Revenue performance for the first half of the year has been largely sluggish leading to government missing its revenue target in the first quarter of the year by more than GHS2billion.

“Revenues have underperformed their mid-year budget targets, but reported expenditure has been lower as well. Fitch expects the general government deficit on a cash basis to narrow to 7.3% of GDP, down from 9.3% in 2016,” the forecast said.

Oil boost

According to the forecast, the ongoing repair of the faulty turret that restricted output at the Jubilee field and the commencement of production at the Sankofa Gye Nyame and TEN fields has boosted oil sector growth.

The agency expects non-oil domestic output to continue to grow as power provision improves and banks continue to clear non-performing loans from their balance sheets, allowing for greater credit provision to the private sector.

Inflation has continued to fall through 2017, with headline inflation going from 15.4% in December 2016 to 12% in July 2017. Falling inflation will allow the Bank of Ghana (BOG) to continue lowering the monetary policy rate and take other actions to loosen monetary policy, providing some growth stimulus.

However, the large amount of non-performing loans (NPLs) in the Ghanaian banking sector complicates the transmission of monetary policy rates to market rates, weakening the overall impact of monetary policy.

On government’s budget deficit projection, fitch’s forecast is higher than the government’s forecast of 6.3%, reflecting the view that tax cuts included in the budget to spur economic activity will keep revenues lower than envisaged.

“Moreover, the risk of off-budget spending and the accumulation of new arrears remains a risk.

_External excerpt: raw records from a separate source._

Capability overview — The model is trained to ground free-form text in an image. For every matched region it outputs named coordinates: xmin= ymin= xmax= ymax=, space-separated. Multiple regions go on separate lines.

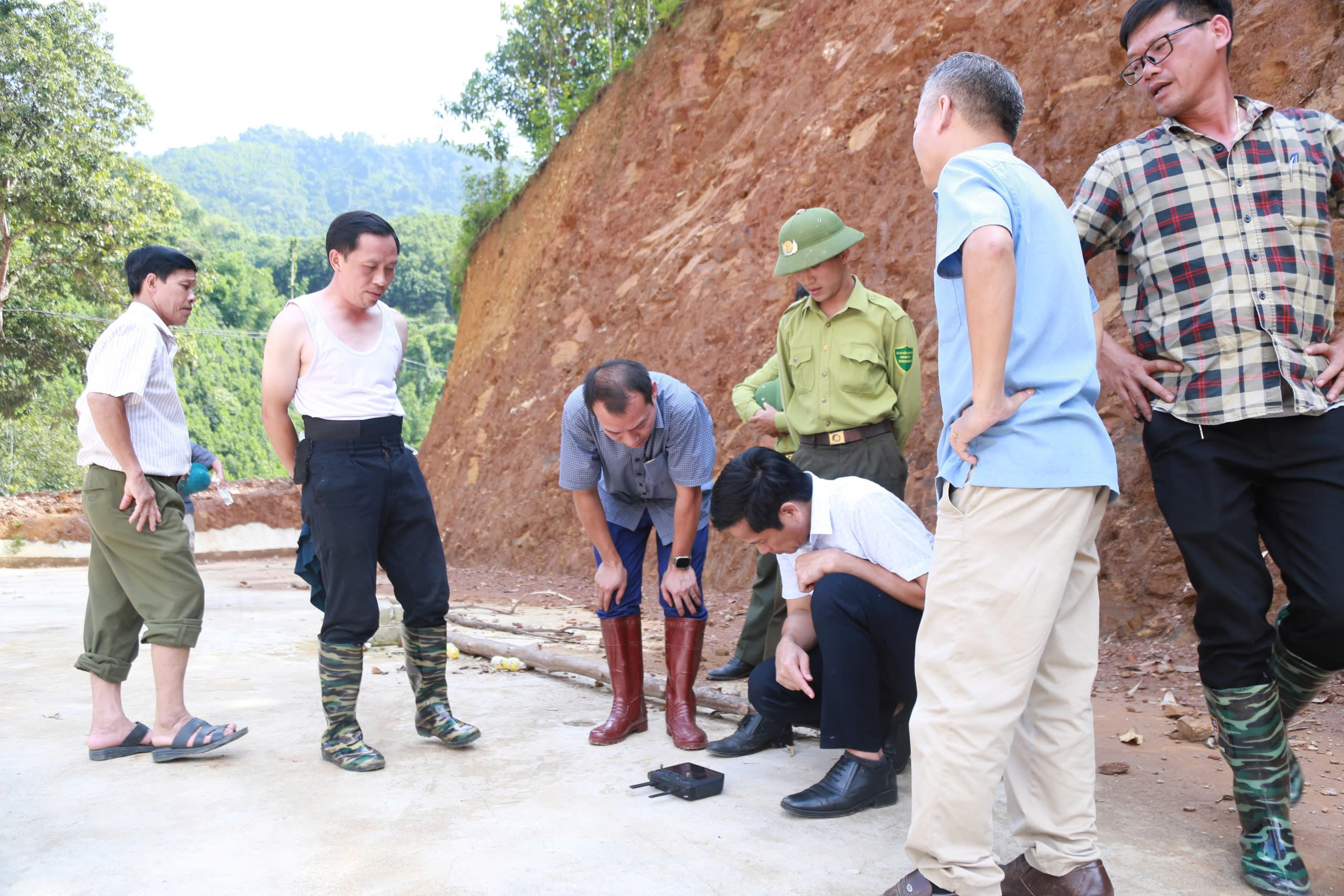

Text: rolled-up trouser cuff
xmin=140 ymin=619 xmax=200 ymax=648
xmin=75 ymin=653 xmax=130 ymax=685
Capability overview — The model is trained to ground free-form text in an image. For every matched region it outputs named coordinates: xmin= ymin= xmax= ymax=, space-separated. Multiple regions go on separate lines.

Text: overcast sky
xmin=102 ymin=0 xmax=504 ymax=156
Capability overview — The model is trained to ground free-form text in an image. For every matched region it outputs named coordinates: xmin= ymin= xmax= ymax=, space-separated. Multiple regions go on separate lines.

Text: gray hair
xmin=919 ymin=52 xmax=1027 ymax=142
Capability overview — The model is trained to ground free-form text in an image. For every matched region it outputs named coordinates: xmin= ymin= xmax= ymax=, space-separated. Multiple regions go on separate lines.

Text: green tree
xmin=0 ymin=0 xmax=176 ymax=415
xmin=439 ymin=0 xmax=680 ymax=161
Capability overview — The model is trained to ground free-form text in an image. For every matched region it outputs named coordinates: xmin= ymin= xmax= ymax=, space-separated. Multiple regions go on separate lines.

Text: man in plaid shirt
xmin=1073 ymin=0 xmax=1344 ymax=893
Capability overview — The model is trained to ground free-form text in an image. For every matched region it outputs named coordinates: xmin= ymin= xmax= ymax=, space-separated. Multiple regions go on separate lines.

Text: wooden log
xmin=447 ymin=629 xmax=751 ymax=716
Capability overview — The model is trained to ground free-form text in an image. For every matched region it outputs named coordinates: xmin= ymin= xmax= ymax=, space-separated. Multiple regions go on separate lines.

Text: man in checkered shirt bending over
xmin=1073 ymin=0 xmax=1344 ymax=893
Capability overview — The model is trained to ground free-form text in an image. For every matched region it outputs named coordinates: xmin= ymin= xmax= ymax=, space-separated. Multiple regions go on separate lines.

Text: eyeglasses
xmin=1119 ymin=19 xmax=1211 ymax=87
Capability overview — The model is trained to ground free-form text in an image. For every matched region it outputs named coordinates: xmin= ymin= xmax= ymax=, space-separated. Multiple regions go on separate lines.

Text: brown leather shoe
xmin=1000 ymin=856 xmax=1116 ymax=896
xmin=589 ymin=615 xmax=649 ymax=747
xmin=881 ymin=870 xmax=957 ymax=896
xmin=665 ymin=617 xmax=710 ymax=750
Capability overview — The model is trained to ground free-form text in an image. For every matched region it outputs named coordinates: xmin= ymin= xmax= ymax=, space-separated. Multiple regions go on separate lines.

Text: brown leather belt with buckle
xmin=799 ymin=420 xmax=891 ymax=445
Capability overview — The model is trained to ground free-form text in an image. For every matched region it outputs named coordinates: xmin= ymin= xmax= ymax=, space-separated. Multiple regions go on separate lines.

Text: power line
xmin=3 ymin=308 xmax=447 ymax=376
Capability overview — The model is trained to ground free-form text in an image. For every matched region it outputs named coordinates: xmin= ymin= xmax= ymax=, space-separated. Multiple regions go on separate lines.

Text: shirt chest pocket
xmin=836 ymin=343 xmax=887 ymax=395
xmin=789 ymin=345 xmax=817 ymax=395
xmin=1278 ymin=161 xmax=1330 ymax=231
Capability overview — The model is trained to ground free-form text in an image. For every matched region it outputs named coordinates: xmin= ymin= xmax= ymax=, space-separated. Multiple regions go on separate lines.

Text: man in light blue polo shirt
xmin=890 ymin=52 xmax=1118 ymax=896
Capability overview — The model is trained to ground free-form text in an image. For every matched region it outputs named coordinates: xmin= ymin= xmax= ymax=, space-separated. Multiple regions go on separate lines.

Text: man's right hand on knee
xmin=774 ymin=638 xmax=817 ymax=697
xmin=593 ymin=560 xmax=625 ymax=613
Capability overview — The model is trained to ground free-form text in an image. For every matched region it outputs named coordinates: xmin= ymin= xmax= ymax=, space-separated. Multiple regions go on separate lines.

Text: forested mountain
xmin=144 ymin=127 xmax=484 ymax=236
xmin=0 ymin=0 xmax=679 ymax=494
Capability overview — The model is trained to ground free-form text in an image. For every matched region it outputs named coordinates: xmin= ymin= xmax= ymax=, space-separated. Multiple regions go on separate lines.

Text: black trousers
xmin=747 ymin=572 xmax=923 ymax=752
xmin=1144 ymin=410 xmax=1344 ymax=689
xmin=301 ymin=435 xmax=447 ymax=644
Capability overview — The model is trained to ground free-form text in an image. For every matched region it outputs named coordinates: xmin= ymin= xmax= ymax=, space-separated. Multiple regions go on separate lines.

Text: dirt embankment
xmin=421 ymin=0 xmax=1344 ymax=626
xmin=0 ymin=480 xmax=301 ymax=557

Ghana’s high public-sector debt level stabilised in 2016. Fitch forecasts general government debt to fall to 71% of GDP in 2017, down from 73% at end-2016.

Falling government debt is positive for Ghana’s ratings, but the current debt level is higher than peers, both as a percentage of GDP and a percentage of revenue. Ghana’s general government debt/revenue is 364%, well above the ‘B’ median of 227%,” the forecast stated.

Fitch affirmed Ghana’s rating at ‘B’ with a Stable Outlook. The ratings, Fitch said, reflects the country’s medium-term growth potential and improving macroeconomic stability, which is supported by the authorities’ commitment to putting public finances on a sustainable path.

“This is balanced against high government debt, existing weaknesses in public finances, and low GDP per capita,” the forecast said.